Wednesday, October 10, 2007

Harman Gloss FB Al

My pack of the new Harman glossy dried matte paper arrived today and I have had a chance to make several prints. This is by way of a first impressions report, realizing that with further experience I might run into troubles, but so far, wow!

Remember too that this is a test performed on the Canon 5000 and Uwe Steinmuller who is far ahead of me in the testing, says that the new 6100 does blacks a lot better and he also has Epson and HP printers for comparison, as well as samples of the other new papers from Epson and Hahnemuhle.

Anyway, do check out Outbackphoto for his comments on paper but in the mean time and for what it's worth, on the 5000, here's what I'm seeing:


The paper comes in a substantial traditional paper box. There is an inner polythene open ended bag containing the paper. In this box the paper had no dings in the corner and the surface on all sheets so far is flawless - a big improvement over my tests with the first generation papers.

There is a very slight texture to the surface. The paper looks like real darkroom paper. it has a reasonable heft to it. The paper is slightly curved from one end to the other but not across the width (which was a problem with crane museo because it made lining up the paper perfectly in the 5000 problematic and every third sheet had to be reloaded (and this was after the firmware upgrade for the printer). No false loads so far.

The surface is shinier than previous papers exc. the latest innova (which I found gray in colour). The white of the Harman paper is neutral but not the blue white of Entrada which can make matting a problem (few mattes are that blue white). I don't think the Harman will be a problem.

OK, enough talk about what it looks like before it goes through the printer, how well does it perform?

On the 5000 here's what I notice. By far this has the least gloss differential of any of the papers I have used (Innova, Hahnemuhle pearl, Crane Silver Rag). Because the paper is smoother and shinier, the uninked areas of the print aren't as noticeably different - you can see it if you hold the print at an angle, but it isn't obvious or objectionable like it was with the previous papers. The rest of the image has the same reflectivity except for absolute black which is just a hair less shiny than the rest of the image. This really is minimal and quite hard to see and frankly isn't an issue. I think I would be quite comfortable selling prints on this surface (first time I can say that about anything other than matte paper).

The blacks are plenty deep, the shadows show lovely depth, the tonality is excellent either printed as neutral black or as warm tone with the canon driver driver for photoshop. I have not been doing output sharpening and it doesn't seem to be an issue so I suspect dot gain (the spread of ink as it hits the paper) is sig. less than with matte papers.

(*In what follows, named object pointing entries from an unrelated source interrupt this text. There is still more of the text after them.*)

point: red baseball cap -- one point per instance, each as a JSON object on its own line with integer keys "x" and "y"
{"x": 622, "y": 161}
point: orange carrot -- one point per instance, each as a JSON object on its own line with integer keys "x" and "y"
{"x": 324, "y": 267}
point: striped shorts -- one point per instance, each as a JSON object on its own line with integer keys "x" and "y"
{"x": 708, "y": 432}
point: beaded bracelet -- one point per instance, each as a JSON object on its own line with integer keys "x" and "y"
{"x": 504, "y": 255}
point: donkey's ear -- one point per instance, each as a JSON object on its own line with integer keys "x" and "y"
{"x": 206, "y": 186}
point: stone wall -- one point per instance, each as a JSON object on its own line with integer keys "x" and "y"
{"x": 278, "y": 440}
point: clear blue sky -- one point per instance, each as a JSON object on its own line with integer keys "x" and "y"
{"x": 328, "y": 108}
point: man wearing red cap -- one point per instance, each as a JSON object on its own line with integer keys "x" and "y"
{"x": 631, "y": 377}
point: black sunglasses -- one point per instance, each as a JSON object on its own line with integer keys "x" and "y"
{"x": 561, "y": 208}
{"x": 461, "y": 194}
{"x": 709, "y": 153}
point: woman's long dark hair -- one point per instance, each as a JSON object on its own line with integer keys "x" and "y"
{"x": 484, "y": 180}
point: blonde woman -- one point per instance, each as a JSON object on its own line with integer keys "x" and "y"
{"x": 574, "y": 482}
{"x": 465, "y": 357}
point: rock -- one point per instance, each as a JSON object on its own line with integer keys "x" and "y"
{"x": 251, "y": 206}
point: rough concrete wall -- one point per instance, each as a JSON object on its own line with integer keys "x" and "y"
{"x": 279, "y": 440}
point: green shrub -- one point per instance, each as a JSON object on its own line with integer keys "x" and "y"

The images do look quite close to wet darkroom glossy dried matte - a bit shinier than the darkroom prints, overall very nice.

I will continue to experiment but it's looking good.

2 comments:

John Santana said...

I, too, have had fine initial results with this paper, using an Epson 2200 with Epson ink.

What really excited me is what happened when I sprayed the prints with Lyson Print Guard: They looked even better, with a significant darkening of the blackest areas, and more important, the adding of a beautiful depth.

The best way I can describe the effect is that it closely resembles the depth of the "old" Portriga paper. Without the spray, the image seems to sit on the paper, but with it, it almost seems like part of the paper.

BTW, the increase in depth adds separation in the lower values that I've never before obtained with an inkjet print.

Like you, I'm continuing my evaluation, but for the first time since I started printing digital prints, I'm actually excited about the potential.

John Santana

George Barr said...

John:

I'm curious about your experience with the spray - are you using a can or an air brush? If a can, do you have difficulty with the can clogging between uses, does the spray get more uneven with interval use?